Music Business
Marketing digital para cantores: o que você, como artista, deve esperar ao fazer
Publicado
3 anos agoon
Muitos cantores não sabem ao certo como um bom marketing digital pode fazer mudanças significativas em sua carreira. Saiba o que esperar, caso decida contratar o serviço!
O marketing digital para cantores é um tipo de marketing específico que atua diretamente no nicho musical da internet. Ou seja, ele seguirá métricas e estratégias que façam sentido com a proposta e o público-alvo de cada artista e o seu gênero musical de aposta.

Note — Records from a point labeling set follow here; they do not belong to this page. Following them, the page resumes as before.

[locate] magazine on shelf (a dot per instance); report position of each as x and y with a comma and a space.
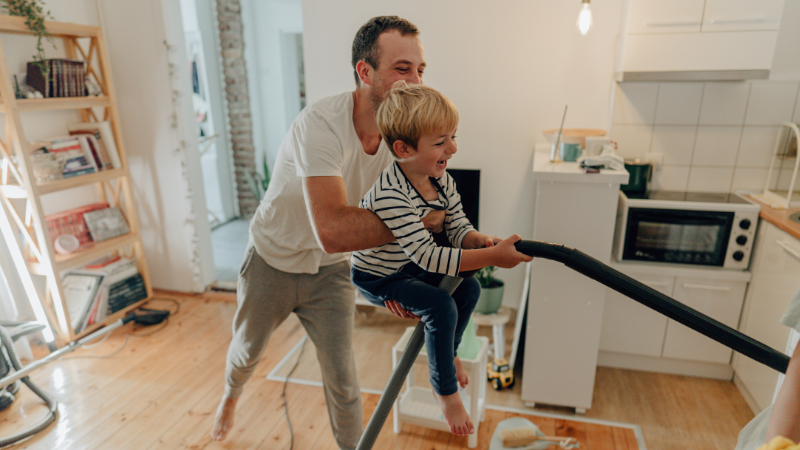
80, 291
65, 157
106, 223
106, 137
122, 286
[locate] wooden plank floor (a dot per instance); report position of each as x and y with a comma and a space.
161, 391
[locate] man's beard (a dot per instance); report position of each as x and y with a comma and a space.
377, 94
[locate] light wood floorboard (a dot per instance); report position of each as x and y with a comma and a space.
161, 392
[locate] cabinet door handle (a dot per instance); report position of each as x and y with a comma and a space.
788, 249
726, 21
672, 24
707, 287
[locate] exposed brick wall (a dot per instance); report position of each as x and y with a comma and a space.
229, 18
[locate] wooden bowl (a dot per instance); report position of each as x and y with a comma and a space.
574, 135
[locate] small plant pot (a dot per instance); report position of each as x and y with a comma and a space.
490, 300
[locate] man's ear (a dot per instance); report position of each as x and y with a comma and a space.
364, 71
402, 149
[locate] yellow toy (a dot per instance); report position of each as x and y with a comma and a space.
499, 374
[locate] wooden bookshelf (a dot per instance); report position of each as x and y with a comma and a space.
53, 104
18, 182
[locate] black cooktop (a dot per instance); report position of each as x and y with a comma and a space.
680, 196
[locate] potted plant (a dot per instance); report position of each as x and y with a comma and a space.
491, 291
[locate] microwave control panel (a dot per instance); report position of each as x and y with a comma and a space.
740, 245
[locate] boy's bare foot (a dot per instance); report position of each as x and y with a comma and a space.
223, 422
454, 414
461, 374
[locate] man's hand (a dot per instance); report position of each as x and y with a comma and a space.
398, 310
434, 221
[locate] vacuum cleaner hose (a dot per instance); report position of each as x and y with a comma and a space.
655, 300
52, 414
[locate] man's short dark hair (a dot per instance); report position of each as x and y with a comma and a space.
365, 44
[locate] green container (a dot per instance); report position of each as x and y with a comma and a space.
490, 300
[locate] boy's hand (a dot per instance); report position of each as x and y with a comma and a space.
475, 240
507, 255
398, 310
434, 221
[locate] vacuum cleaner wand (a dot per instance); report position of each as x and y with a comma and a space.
596, 270
655, 300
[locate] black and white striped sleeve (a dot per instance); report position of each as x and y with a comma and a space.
456, 223
397, 211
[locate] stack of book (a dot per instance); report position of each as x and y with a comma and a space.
88, 149
72, 222
58, 77
102, 288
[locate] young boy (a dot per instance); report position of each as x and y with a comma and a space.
418, 124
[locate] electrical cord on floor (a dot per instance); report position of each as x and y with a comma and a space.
128, 335
285, 404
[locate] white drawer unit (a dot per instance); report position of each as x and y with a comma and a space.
776, 277
632, 328
637, 337
720, 300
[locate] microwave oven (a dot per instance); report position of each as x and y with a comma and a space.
689, 228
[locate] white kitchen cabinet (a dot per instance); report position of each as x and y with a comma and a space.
742, 15
565, 308
719, 299
632, 328
776, 276
658, 16
689, 40
638, 338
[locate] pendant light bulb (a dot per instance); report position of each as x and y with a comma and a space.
585, 18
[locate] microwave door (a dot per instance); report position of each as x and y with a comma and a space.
677, 236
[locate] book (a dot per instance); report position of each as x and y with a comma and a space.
91, 152
106, 137
95, 140
71, 222
106, 223
80, 291
119, 274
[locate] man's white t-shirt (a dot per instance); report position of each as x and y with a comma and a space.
321, 141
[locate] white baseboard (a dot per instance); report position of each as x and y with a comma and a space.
665, 365
748, 398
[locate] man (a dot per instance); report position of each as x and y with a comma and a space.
309, 215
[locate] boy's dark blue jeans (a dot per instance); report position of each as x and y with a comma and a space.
445, 316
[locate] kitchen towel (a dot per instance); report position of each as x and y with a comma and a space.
606, 160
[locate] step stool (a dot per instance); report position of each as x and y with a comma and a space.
417, 406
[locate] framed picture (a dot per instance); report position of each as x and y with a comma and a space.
106, 223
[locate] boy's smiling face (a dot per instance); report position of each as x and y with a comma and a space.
430, 157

Esse processo pode parecer estressante e entediante, especialmente se você nunca teve contato com isso e não sabe como ele funciona exatamente. Em uma definição rápida e breve: sua música ou o seu conteúdo será colocado no centro das atenções e, como consequência, isso irá atrair diversas repercussões.
E, mesmo tendo um marketing musical digital bem sucedido, ele pode acabar trazendo irritações, visto que, a todo momento o engajamento da Internet é mudado e as pessoas passam a consumir outro conteúdo em questões de dias.
Pensando nisso a New Music Brasil montou uma lista para te ajudar a entender o que pode acontecer quando você contrata com um marketing digital para cantores. Mas, antes de partirmos para a lista, vamos entender brevemente o que conceitua o marketing musical digital?
Mas, afinal, o que é o marketing digital para cantores?
O marketing digital revolucionou a maneira de ‘‘panfletar’’ a música. O analógico, shows, rádios e televisão não são mais as únicas fontes de recursos para os artistas, que agora possuem mais uma: a Internet.
As redes sociais e as plataformas digitais são opções orgânicas. Ou seja, se trabalhado da maneira correta, o investimento nelas não precisa ser alto, do jeito que vemos no analógico. Claro, que, quando se é contratado um marketing digital, você também precisa se certificar que ela também é Google Partner, dessa maneira, você garante estratégias de alta-qualidade.
O digital também chegou a abrir portas para novos talentos, que muitas vezes não tinham condições de investir em uma equipe completa que abrisse as portas em rádios e televisões.
Mediante isso, as estratégias implementadas no marketing digital, servem para gerar engajamento nos perfis do artista em todas as redes sociais e plataformas de streaming, impactando, também, diretamente no analógico.
Com o conceito do marketing digital levemente pautado, agora você deve estar se perguntando:
O que esperar do Marketing Musical Digital?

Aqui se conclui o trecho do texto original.